This paper concerns the problem of predicting the maximum expected earthquake magnitude \(\mu\) in a future time interval \(T_{\text{f}}\) given a catalog covering a time period \(T\) in the past. Different studies show the divergence of the confidence interval of the maximum possible earthquake magnitude \(m_{ \hbox{max} }\) for high levels of confidence (Salamat et al. 2017). Therefore, \(m_{ \hbox{max} }\) should be better replaced by \(\mu\) (Holschneider et al. 2011). In a previous study (Salamat et al. 2018), \(\mu\) is estimated for an instrumental earthquake catalog of Iran from 1900 onwards with a constant level of completeness \(\left( {m_{0} = 5.5} \right)\). In the current study, the Bayesian methodology developed by Zöller et al. (2014, 2015) is applied for the purpose of predicting \(\mu\) based on the catalog consisting of both historical and instrumental parts. The catalog is first subdivided into six subcatalogs corresponding to six seismotectonic zones, and each of those zone catalogs is subsequently subdivided according to changes in completeness level and magnitude uncertainty. For this, broad and small error distributions are considered for historical and instrumental earthquakes, respectively.

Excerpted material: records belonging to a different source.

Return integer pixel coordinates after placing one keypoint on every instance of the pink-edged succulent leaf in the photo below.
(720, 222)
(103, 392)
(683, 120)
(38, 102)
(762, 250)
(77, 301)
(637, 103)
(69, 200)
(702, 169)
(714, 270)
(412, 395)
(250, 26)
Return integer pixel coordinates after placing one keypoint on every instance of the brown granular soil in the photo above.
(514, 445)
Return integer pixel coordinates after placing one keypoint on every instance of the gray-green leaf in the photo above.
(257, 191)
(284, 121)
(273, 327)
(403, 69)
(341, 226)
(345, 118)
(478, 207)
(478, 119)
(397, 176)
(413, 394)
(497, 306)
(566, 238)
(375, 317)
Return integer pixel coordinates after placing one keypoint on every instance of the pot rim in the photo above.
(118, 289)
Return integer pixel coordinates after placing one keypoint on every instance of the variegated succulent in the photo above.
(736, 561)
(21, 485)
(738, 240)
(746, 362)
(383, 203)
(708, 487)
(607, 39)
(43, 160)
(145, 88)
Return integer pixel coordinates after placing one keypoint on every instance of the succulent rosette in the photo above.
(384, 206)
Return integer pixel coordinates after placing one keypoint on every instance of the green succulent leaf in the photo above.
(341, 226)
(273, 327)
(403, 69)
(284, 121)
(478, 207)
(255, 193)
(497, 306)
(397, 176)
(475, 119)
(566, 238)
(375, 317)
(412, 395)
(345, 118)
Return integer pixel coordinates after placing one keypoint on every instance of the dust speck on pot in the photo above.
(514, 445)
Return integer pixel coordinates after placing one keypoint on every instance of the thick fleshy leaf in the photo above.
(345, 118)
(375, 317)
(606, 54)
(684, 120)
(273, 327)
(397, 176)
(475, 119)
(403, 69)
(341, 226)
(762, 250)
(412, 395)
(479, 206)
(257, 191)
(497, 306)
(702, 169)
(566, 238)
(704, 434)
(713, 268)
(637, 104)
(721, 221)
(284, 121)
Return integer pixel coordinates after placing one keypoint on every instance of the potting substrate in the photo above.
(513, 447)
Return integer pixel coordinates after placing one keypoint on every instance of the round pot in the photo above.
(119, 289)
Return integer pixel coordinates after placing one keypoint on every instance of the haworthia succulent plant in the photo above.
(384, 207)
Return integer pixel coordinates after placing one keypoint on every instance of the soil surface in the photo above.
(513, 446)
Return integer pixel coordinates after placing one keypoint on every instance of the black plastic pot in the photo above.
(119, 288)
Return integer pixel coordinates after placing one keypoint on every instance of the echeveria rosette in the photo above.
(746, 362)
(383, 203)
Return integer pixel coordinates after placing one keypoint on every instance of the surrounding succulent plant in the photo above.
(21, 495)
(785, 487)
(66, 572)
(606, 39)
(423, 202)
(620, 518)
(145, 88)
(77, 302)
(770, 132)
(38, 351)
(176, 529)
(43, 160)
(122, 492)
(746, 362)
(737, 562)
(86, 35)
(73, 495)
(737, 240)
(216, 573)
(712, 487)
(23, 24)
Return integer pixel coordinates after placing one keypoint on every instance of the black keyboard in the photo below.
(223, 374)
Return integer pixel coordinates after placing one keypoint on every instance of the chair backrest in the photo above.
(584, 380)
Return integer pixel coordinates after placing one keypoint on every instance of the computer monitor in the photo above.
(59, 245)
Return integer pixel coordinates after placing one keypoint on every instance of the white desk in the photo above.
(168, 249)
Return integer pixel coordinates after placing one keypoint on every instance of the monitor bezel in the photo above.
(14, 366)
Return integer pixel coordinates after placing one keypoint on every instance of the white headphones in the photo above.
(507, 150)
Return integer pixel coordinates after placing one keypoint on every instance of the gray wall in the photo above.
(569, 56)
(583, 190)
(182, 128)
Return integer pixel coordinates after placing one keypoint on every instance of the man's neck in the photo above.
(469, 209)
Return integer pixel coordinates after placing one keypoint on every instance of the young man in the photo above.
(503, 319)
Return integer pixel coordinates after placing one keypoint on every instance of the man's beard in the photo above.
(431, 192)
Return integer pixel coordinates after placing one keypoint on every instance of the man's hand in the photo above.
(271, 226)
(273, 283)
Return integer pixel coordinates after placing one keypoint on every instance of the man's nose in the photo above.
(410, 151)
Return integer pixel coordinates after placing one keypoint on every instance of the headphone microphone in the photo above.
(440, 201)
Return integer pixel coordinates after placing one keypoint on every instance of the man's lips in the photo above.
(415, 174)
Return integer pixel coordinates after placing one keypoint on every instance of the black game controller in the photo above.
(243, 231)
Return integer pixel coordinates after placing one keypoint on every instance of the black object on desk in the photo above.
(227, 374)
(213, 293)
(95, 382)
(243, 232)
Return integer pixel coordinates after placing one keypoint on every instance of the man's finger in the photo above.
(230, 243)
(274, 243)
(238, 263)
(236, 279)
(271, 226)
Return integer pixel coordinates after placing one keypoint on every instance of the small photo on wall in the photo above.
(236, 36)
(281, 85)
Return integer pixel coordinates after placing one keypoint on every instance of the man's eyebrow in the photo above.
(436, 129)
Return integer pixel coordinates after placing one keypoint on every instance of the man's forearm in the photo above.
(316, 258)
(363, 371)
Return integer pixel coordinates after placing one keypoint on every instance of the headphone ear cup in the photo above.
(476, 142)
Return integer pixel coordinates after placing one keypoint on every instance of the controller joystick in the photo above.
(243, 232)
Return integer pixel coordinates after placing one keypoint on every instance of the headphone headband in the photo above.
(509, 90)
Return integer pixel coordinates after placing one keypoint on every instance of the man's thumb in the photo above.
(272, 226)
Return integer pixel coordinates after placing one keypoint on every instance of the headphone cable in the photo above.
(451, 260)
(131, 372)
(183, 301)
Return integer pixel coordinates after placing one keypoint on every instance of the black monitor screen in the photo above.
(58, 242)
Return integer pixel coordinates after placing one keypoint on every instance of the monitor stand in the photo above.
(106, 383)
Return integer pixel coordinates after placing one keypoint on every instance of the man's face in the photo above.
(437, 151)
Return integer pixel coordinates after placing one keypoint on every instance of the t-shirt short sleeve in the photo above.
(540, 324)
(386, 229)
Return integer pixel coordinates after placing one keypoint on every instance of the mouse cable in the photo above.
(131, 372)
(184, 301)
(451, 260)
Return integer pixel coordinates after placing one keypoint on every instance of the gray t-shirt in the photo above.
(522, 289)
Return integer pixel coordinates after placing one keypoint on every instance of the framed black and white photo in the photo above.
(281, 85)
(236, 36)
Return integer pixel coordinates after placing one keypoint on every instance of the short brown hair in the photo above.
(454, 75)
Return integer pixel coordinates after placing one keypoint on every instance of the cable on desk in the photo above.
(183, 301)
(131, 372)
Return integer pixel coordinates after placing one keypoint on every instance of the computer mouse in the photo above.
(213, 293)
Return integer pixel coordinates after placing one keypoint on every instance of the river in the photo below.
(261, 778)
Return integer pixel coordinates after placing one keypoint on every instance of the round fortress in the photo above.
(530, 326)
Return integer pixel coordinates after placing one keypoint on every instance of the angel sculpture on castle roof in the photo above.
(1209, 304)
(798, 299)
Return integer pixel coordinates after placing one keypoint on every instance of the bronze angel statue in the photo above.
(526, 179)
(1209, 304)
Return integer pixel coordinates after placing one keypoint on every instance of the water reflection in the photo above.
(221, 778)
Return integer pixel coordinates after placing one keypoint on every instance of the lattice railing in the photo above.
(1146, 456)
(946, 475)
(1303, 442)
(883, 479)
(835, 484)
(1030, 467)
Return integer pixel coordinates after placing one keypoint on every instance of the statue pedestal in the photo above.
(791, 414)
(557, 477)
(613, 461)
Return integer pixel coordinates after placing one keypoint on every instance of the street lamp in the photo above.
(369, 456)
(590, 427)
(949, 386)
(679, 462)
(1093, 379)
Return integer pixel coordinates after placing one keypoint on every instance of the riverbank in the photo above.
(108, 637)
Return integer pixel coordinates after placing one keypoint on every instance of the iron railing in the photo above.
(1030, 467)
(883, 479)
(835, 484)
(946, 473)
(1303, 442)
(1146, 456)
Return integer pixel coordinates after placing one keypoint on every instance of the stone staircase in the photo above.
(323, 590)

We assume that earthquakes follow a Poisson process in time and Gutenberg–Richter law in the magnitude domain with a priori unknown \(a\) and b values which are first estimated by Bayes’ theorem and subsequently used to estimate \(\mu\). Imposing different values of \(m_{ \hbox{max} }\) for different seismotectonic zones namely Alborz, Azerbaijan, Central Iran, Zagros, Kopet Dagh and Makran, the results show considerable probabilities for the occurrence of earthquakes with \(M_{w} \ge 7.5\) in short \(T_{\text{f}}\) , whereas for long \(T_{\text{f}}\), \(\mu\) is almost equal to \(m_{ \hbox{max} }\).

Keywords

Maximum expected earthquake magnitude completeness levels magnitude errors Bayesian method Iran 

Notes

Acknowledgments

We thank editor Adrien Oth and three anonymous reviewers for their useful comments. The paper greatly benefited from constructive comments of an anonymous reviewer who entirely helped us improve the manuscript. GZ acknowledges support from the Deutsche Forschungsgemeinschaft (SFB 1294). MS is grateful to Mehdi Zare for a valuable discussion. We also use the software GMT (Wessel and Smith 1991) to produce Fig. 1.

Supplementary material

24_2019_2141_MOESM1_ESM.docx (23 kb)
Supplementary material 1 (DOCX 23 kb)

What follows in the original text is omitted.